夜の海岸である。星が輝いている。数人の少年・少女たちが集まっている。
かれらは、「コミカル・アイロニカル犯罪同盟(the Comical Ironical Crime Ring)」と名乗っているらしい。そこに、ふらりと一人の少年が現れて、そんなつもりはなかったのだが、同盟にひきこまれてしまう。

「ところできみは?」ぼくは聞いた。「きみはだれ?」
ぼくは女の子に微笑みかける。彼女はかわいかった。そばかすの散った顔に、ピンク色のフレームの大きな丸めがねをかけている。ヴァニラ味のウエハースを食べたり、紙人形にイブニングドレスを貼りつけたりするのが似合う女の子だ。どう考えても、ラフィーみたいなやつと一緒にいるタイプじゃない。たぶん、ぼくみたいなやつとも。

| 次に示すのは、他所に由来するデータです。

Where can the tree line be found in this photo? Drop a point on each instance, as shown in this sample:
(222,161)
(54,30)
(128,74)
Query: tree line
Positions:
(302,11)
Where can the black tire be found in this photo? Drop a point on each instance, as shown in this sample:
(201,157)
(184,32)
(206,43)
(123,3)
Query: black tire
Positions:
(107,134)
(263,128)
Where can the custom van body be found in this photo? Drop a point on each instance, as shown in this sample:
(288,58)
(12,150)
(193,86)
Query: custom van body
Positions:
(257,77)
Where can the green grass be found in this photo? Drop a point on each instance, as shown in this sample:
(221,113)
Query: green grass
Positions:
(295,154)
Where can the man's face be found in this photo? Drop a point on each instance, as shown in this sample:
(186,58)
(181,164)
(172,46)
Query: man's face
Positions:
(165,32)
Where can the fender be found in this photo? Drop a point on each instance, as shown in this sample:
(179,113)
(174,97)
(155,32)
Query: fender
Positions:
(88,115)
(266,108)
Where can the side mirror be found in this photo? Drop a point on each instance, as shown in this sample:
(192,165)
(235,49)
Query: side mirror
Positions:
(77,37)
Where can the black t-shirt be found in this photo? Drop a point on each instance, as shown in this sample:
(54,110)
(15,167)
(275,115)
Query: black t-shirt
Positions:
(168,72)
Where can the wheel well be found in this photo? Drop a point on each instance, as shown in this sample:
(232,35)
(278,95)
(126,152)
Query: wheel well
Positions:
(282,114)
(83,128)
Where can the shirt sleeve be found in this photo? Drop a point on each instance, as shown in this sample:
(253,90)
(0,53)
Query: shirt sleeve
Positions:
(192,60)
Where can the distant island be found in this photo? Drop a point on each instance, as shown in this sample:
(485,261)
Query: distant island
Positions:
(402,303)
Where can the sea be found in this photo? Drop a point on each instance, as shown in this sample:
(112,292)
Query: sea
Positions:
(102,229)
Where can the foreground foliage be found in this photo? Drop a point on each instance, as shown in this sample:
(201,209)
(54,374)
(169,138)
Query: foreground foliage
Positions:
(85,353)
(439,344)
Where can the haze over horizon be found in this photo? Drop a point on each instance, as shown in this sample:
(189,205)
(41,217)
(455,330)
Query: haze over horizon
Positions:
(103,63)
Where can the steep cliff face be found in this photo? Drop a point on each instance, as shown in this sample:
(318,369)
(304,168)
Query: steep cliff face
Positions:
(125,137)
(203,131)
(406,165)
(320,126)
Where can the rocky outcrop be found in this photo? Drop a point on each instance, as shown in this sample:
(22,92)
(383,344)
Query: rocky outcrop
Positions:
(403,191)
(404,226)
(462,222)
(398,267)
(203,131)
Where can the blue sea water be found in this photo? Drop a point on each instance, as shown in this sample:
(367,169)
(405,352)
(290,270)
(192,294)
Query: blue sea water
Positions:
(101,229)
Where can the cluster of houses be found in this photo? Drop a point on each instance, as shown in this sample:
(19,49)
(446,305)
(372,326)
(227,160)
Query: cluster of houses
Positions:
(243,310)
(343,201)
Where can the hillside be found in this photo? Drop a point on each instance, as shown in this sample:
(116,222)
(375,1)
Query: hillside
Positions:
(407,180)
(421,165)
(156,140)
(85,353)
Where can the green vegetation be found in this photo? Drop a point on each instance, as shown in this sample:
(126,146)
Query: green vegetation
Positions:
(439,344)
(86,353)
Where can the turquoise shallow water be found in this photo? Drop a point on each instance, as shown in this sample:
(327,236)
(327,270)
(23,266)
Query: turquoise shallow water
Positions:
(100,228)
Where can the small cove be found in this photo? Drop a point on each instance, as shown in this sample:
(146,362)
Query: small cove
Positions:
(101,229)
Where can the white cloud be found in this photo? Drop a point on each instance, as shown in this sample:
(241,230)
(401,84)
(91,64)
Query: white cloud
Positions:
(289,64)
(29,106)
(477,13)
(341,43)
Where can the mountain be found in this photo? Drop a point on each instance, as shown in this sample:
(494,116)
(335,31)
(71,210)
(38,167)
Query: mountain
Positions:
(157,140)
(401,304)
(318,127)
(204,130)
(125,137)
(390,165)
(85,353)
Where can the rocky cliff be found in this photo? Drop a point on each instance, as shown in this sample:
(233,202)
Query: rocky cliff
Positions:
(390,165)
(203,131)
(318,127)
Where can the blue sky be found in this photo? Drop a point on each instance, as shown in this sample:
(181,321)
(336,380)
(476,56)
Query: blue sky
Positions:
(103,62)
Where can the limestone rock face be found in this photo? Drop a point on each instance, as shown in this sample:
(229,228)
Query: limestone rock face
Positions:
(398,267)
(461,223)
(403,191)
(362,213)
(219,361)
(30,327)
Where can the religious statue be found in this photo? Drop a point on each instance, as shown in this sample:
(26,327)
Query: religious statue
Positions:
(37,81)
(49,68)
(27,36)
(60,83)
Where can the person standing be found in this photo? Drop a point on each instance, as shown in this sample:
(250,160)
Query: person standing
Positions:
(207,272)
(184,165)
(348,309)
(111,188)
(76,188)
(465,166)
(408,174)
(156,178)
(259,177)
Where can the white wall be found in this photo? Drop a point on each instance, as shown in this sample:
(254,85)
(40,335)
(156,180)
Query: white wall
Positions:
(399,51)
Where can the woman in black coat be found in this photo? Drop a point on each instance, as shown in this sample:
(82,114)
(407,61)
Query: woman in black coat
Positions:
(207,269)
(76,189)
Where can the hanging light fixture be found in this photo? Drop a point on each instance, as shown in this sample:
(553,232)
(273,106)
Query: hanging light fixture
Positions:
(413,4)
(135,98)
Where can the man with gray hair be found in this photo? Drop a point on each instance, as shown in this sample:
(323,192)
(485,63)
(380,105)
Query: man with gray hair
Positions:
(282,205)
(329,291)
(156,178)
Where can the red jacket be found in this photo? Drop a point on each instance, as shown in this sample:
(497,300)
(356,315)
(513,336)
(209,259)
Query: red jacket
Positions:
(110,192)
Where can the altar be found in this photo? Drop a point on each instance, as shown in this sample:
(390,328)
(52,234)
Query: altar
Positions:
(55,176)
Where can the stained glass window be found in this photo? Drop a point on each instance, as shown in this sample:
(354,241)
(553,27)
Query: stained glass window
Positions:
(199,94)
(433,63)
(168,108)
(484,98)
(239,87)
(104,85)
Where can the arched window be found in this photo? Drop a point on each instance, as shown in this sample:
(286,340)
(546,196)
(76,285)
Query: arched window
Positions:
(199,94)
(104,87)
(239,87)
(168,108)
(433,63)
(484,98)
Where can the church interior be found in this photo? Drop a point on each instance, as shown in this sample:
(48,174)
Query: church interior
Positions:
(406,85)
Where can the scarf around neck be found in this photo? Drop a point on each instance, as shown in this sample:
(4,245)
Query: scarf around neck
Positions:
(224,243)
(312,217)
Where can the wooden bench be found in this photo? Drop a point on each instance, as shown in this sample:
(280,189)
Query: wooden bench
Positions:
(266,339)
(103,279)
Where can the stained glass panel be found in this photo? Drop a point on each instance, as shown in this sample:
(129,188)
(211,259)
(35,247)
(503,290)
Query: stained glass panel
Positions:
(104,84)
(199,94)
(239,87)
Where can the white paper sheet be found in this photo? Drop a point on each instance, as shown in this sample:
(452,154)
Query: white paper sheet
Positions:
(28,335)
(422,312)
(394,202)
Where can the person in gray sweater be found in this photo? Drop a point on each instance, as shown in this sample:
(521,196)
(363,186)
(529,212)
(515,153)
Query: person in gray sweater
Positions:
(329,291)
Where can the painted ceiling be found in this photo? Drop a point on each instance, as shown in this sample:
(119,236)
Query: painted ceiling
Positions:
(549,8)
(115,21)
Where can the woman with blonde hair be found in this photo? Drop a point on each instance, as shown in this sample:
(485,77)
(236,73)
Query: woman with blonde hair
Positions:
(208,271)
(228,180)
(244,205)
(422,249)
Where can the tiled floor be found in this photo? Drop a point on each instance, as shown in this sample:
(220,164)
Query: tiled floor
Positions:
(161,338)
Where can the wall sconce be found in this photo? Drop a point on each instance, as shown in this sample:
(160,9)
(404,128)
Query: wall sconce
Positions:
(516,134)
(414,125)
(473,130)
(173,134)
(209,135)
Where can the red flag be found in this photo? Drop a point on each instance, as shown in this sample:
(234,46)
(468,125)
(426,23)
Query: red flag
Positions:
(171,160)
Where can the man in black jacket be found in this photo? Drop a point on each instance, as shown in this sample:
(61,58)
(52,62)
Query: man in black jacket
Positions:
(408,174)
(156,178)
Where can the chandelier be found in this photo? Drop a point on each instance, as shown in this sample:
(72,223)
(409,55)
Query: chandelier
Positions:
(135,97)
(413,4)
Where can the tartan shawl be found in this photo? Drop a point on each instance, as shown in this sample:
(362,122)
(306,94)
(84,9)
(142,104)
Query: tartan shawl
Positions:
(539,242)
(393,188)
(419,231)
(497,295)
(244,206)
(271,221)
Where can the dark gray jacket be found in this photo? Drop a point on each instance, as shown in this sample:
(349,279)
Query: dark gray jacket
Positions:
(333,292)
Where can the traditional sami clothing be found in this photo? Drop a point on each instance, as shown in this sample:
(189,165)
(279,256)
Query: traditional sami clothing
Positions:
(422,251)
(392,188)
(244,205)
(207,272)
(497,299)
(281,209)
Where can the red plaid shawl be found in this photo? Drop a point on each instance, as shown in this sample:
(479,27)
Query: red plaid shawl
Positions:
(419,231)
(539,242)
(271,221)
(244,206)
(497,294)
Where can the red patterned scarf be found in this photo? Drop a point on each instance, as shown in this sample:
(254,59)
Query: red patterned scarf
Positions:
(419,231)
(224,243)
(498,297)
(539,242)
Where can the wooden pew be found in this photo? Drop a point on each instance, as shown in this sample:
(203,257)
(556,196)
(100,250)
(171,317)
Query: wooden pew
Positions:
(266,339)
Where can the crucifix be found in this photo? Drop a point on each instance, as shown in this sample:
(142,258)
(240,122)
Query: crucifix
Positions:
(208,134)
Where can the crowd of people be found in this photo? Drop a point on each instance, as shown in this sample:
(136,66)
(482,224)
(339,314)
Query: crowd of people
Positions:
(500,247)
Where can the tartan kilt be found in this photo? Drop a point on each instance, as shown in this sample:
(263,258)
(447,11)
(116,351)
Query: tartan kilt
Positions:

「こいつがだれかだって?」ラフィーは女の子の頬をつねる。「こいつはおれのオンナ、マータだ」
「この人のオンナよ」彼女は幸せそうに繰り返した。
「ああ、そう」ぼくは言う。「ぼくはオリー。お会いできてうれしいです」
「で、オリー」ラフィーがもう一度聞く。「今夜のウミガメ泥棒に参加するか?」
「ええと・・・・・・うん、そうだね、たぶん。この窃盗団は具体的に何をするの?」
(中略)
「だから、そのカメをつかまえたあと、どうするつもりなの?」
ラフィーはぼくの質問を払いのけた。「その点については後回しだ。皆ペットにするかもな?それかスープにして食べるとか、なんかあるだろ?」
(カレン・ラッセル「星座観察者の夏休みの犯罪記録」、松田育子訳)


「星座観察者の夏休みの犯罪記録」は、ラッセルの第一短篇集『狼少女たちの聖ルーシー寮』(2006)に所収。この作品集を読み終わったときには、誰もが、あらたな時代の少年少女小説の登場であると言いたくなるだろうと思う。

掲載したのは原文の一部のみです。